That’s why we are thrilled that the National Park Service and Montgomery Parks are leading with park roads. NPS is extending weekend closures on Beach Drive to weekdays, closing off roads in Anacostia Park and Fort Dupont Park, and widening sidewalks around West Potomac Park, so that more people across DC have space for essential exercise. Montgomery Parks is closing portions of Sligo Creek Pkwy, Little Falls Pkwy, and Beach Drive Fridays through Sundays to ease crowding on busy trails. This is a huge first step!
Right now, all across the region, people are awkwardly navigating narrow trails and sidewalks, trying to maintain a safe distance. As the weather improves and the weeks stuck at home wear on, this is not tenable. The solution is simple: trails are narrow, roads are wide.
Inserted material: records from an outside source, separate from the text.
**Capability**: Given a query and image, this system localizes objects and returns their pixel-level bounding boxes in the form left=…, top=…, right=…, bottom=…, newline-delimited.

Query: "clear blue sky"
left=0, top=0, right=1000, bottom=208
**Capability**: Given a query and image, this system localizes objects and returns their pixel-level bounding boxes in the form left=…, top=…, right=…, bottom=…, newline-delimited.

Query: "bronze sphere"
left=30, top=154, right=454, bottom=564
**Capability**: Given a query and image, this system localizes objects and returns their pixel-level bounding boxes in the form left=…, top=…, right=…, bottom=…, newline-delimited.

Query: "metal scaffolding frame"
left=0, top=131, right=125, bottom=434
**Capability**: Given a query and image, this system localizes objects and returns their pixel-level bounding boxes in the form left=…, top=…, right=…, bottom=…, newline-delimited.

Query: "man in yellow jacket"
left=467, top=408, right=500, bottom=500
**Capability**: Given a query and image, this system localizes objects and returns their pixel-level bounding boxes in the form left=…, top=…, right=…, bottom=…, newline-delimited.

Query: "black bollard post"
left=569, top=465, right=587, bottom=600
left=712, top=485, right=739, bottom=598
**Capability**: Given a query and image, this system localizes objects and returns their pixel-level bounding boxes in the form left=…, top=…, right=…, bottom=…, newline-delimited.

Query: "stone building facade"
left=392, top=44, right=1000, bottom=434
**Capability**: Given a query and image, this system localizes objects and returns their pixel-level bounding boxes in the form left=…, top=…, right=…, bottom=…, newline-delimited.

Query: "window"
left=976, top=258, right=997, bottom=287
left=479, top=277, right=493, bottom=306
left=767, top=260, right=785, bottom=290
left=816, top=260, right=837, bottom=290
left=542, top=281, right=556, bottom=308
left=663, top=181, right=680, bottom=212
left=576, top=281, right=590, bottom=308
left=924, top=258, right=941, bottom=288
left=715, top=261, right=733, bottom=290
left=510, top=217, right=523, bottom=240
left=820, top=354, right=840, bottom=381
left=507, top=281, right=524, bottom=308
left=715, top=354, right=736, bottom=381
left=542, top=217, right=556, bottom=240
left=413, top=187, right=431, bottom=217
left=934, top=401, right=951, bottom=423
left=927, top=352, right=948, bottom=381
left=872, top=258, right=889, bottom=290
We need emergency action to make space for people on roads.
Park roads are an easy first step here—they are already in places where people seek out recreation, and especially now, can be closed to cars with minimal disruption for people driving to essential tasks.
We thank the the National Park Service, US Park Police, and Montgomery Parks for their leadership in this public health crisis. Opening park roads to people to create safe spaces for essential exercise is critical for long term mental and physical health.
But people need access to outdoor spaces across the region, so these steps must be just the beginning of a larger effort. We call on each National Park Service unit and parks department in the Washington area to close park roads to cars and open them for safe, distant, essential exercise. Closures can be accomplished using existing gates, mobile barriers, limited signage and minimal staff effort. At a time when traffic volume is so low, road space, especially in parks, is needed more for people.
We call on the National Park Service and US Park Police to take the following actions:
- Rock Creek Park
- Explore using temporary barriers to close Beach Drive to Shoreham Drive to relieve crowding on the Rock Creek Park Trail
- Explore lane closures or complete closure of the Rock Creek Parkway to relieve crowding on the Rock Creek Park Trail
- National Mall & Memorial Parks
- Use existing barriers to close Ohio Drive around East Potomac Park
- Use temporary barriers to close Jefferson & Madison Drives
- George Washington Memorial Parkway
- Explore lane closures on the George Washington Memorial Parkway to relieve crowding on the Mount Vernon Trail in Arlington, Alexandria, Belle View and Fort Hunt
- Use temporary barriers to close the Fort Hunt Park Loop for further crowding relief on the Mount Vernon Trail
Other regional park and trail adjacent roads are too numerous to list, and we encourage people to contact state and local transportation and park agencies directly with specific suggestions, but here are some examples:
- Watkins Regional Park (in Prince George’s County) features a wide, redundant road next to a fairly narrow trail.
- Eisenhower Ave (Alexandria) has excess lane capacity that could be repurposed to add space to the Holmes Run Trail.
- Suitland Parkway parallels the Suitland Parkway Trail and with a full or partial closure could be an excellent space for excercise
- Plans already exist for expansion of the Trolley Trail along Route 1 in Hyattsville.
- Lanes on Crystal Drive and Eads Street in Crystal City can be repurposed as temporary trails to relieve congestion on the Mount Vernon Trail.